Monday, August 16, 2010


It's hard to believe that Alfred Hitchcock’s Psycho premiered 50 years ago today.

Arguably the best psychological thriller ever made, Alfred Hitchcock's Psycho (1960) is a masterwork of suspense and horror. The acting, cinematography, editing and music in this low-budget, studio-bound film are superb. The movie shows two grisly murders and paints a disturbing portrait of a psychopathic killer.

Anthony Perkins gives a brilliant performance as Psycho's main character, Norman Bates. At first Norman seems to be an attractive, vulnerable and likable young man living with his domineering mother. But as Norman says, "We all go a little mad sometimes."

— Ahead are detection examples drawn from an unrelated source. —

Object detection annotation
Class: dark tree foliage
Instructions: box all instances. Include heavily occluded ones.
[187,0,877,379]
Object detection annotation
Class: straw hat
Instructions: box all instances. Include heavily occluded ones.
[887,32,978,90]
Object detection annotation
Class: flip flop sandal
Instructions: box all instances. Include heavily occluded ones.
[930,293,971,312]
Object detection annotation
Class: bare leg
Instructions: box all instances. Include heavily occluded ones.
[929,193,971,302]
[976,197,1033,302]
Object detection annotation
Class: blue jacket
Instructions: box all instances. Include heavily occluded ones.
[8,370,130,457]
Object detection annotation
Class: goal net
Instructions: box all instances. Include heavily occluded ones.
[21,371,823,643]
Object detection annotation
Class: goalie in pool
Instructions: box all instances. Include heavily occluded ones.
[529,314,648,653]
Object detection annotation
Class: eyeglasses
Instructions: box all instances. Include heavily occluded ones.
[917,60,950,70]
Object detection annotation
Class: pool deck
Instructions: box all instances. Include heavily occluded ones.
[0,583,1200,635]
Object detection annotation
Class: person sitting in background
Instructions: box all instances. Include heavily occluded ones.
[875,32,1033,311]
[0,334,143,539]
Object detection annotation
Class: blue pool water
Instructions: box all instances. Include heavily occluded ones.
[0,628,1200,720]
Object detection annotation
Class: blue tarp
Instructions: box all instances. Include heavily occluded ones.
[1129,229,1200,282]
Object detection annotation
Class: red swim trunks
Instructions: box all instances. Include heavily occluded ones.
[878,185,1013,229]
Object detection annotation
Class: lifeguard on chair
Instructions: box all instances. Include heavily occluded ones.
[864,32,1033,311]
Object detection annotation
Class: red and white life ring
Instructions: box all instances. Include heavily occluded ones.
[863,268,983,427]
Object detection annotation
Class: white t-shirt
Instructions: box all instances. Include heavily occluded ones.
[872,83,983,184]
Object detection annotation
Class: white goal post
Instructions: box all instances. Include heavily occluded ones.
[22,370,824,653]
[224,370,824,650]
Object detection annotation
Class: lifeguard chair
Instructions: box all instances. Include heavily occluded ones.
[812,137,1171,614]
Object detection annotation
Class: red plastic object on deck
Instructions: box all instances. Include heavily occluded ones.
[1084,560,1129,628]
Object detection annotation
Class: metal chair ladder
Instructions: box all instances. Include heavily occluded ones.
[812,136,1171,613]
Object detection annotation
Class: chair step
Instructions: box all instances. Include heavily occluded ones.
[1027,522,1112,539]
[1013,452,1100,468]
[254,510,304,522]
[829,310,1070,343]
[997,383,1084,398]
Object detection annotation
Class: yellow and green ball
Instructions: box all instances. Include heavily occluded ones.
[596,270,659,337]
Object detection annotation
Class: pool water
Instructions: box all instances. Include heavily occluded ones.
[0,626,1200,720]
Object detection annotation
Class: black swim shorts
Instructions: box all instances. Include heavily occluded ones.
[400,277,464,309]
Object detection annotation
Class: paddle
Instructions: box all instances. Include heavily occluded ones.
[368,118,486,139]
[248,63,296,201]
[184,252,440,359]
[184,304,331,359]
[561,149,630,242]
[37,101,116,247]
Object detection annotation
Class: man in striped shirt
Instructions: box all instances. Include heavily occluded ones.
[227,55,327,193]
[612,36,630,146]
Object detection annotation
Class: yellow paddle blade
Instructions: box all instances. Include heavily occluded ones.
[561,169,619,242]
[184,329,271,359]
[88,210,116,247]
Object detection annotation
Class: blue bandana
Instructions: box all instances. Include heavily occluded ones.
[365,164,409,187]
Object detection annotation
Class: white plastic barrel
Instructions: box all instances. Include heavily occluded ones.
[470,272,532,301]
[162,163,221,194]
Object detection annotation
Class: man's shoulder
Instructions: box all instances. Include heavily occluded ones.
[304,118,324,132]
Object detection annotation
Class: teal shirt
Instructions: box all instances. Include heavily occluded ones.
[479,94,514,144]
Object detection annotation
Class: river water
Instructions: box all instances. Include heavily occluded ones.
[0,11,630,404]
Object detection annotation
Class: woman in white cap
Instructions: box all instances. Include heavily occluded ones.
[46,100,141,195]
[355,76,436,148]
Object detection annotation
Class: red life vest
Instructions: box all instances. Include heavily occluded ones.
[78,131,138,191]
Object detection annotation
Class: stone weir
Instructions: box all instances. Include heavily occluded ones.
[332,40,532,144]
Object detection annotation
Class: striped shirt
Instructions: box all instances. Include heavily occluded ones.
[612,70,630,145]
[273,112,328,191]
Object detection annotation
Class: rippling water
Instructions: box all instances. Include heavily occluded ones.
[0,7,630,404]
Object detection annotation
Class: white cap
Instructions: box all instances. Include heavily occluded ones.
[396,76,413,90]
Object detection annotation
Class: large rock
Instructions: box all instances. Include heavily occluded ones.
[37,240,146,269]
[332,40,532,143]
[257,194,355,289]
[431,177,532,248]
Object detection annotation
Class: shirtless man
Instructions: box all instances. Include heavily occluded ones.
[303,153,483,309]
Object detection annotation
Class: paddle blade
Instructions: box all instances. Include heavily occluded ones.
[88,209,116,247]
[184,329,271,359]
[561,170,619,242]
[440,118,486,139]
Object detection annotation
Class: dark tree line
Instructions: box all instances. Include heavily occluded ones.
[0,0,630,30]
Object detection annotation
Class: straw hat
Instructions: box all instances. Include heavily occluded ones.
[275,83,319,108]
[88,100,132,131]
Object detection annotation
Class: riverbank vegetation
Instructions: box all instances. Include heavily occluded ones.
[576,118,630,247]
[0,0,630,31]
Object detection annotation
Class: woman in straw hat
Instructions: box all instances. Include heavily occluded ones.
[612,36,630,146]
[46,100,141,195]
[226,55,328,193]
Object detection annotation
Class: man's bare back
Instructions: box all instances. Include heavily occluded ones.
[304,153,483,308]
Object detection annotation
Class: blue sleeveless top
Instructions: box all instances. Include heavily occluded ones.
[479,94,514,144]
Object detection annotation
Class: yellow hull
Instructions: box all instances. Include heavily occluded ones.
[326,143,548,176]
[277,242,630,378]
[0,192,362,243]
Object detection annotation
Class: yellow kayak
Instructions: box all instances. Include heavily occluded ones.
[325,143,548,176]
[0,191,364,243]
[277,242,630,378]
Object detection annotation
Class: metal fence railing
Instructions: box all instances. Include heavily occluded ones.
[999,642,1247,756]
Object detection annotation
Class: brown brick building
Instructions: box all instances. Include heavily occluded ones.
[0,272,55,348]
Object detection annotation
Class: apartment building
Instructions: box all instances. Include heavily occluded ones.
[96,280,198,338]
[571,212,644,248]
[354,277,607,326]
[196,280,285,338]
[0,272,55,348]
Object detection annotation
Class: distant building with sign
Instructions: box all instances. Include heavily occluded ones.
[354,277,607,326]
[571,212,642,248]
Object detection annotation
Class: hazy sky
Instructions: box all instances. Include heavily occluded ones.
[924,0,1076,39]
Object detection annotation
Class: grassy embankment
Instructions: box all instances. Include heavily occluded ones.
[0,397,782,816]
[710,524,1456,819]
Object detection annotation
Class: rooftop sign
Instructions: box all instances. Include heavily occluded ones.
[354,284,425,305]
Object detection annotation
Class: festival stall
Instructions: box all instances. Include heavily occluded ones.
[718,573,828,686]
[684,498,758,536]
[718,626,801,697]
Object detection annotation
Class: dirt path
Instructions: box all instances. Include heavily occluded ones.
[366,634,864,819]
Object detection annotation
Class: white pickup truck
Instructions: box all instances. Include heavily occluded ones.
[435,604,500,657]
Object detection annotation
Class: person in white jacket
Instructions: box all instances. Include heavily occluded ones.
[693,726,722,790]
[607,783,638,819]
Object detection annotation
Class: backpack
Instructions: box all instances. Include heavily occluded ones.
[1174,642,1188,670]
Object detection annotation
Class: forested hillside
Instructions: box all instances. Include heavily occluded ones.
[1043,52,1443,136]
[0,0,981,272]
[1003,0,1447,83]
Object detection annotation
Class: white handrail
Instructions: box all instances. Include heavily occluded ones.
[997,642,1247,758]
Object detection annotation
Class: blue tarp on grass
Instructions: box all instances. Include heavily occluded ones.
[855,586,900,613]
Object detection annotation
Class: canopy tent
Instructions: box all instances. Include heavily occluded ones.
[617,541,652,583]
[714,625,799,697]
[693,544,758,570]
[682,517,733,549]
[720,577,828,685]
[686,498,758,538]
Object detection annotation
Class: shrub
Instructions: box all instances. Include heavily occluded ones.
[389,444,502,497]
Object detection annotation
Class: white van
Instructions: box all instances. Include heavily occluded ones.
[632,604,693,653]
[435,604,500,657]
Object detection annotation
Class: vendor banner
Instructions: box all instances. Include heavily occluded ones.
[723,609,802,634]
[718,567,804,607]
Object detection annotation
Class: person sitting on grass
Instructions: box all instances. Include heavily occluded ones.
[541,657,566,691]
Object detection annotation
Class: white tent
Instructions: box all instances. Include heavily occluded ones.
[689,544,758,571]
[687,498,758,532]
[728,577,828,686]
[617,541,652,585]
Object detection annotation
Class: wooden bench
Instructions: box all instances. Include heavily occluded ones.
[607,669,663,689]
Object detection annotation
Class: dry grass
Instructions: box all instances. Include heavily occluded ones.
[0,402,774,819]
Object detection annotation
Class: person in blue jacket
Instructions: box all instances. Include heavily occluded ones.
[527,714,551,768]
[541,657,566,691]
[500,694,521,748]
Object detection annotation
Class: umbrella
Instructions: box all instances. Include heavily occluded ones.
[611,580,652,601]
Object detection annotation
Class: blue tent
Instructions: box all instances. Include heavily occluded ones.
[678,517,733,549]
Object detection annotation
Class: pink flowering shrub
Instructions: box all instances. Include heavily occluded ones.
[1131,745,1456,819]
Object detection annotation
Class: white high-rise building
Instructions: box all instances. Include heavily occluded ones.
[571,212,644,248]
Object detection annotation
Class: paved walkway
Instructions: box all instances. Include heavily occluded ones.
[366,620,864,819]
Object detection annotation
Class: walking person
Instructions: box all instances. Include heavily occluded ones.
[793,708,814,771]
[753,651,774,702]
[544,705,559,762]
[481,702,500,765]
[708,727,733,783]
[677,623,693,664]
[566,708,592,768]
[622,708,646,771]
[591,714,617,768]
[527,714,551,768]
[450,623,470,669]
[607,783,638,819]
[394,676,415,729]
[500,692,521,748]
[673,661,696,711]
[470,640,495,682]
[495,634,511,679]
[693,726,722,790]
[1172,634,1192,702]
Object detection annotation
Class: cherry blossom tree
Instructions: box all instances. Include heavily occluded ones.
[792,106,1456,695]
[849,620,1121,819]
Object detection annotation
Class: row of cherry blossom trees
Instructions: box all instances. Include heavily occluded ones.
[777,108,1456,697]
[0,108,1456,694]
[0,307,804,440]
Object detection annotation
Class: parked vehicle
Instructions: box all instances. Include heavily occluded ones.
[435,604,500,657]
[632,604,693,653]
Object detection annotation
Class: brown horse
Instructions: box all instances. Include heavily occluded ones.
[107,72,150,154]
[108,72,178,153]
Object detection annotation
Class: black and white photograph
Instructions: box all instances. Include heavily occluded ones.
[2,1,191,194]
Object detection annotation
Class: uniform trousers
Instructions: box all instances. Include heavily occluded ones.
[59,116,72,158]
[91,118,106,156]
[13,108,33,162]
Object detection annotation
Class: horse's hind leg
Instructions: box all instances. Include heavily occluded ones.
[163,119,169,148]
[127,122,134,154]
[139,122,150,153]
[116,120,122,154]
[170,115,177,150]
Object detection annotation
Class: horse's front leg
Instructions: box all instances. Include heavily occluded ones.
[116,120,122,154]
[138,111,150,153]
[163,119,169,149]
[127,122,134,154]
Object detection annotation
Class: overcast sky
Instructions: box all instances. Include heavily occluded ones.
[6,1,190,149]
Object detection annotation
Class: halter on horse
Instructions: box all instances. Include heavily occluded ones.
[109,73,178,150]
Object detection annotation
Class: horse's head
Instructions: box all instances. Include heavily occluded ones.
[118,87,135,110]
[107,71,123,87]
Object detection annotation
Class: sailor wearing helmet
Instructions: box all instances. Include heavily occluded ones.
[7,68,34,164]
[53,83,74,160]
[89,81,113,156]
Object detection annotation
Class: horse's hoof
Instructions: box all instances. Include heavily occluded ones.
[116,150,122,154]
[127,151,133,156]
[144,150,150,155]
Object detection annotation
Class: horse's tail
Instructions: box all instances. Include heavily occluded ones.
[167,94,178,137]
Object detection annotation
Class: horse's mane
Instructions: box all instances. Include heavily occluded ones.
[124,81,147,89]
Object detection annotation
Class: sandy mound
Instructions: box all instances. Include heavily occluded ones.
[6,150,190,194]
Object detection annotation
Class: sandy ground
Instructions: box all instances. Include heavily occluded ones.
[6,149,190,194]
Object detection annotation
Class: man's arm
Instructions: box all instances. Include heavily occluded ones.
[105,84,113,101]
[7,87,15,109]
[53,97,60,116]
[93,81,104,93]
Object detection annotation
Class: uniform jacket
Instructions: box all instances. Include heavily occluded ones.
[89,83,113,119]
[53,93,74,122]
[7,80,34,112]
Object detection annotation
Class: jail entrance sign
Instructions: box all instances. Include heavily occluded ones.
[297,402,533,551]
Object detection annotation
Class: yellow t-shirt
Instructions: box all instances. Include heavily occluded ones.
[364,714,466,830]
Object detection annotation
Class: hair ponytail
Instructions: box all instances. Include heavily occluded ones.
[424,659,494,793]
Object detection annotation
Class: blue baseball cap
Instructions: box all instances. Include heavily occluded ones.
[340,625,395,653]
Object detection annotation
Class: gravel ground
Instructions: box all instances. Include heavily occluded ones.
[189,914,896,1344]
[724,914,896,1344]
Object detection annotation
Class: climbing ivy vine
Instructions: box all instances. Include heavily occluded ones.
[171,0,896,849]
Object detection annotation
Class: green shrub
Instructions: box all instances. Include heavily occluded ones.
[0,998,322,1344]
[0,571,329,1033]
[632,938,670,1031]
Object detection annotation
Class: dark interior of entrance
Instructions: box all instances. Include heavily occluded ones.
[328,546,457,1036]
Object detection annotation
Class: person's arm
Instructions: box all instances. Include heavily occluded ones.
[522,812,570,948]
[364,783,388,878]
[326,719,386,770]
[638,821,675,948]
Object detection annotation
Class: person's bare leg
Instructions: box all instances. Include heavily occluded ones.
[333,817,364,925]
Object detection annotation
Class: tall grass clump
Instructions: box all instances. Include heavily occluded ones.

Janet Leigh is unforgettable in a key role, but she does not appear in the film's last hour. Leigh plays a secretary who steals $40,000, goes on the lam and checks into the isolated Bates Motel ("Twelve cabins, 12 vacancies."), which is run by Norman.

As Psycho winds down, there's a scene where a psychiatrist explains the psychology behind the murders. Critics often object to this scene on the grounds that it is heavy-handed exposition, but it is thought-provoking and indicates that the filmmakers want the viewer to recognize that the killer is not so much an evil man as he is a sick man.

After watching Psycho as a teenager for the first time, I was unable to take a shower for a few weeks without being a little freaked out. Even now I make sure that every door is locked securely before I take a motel shower.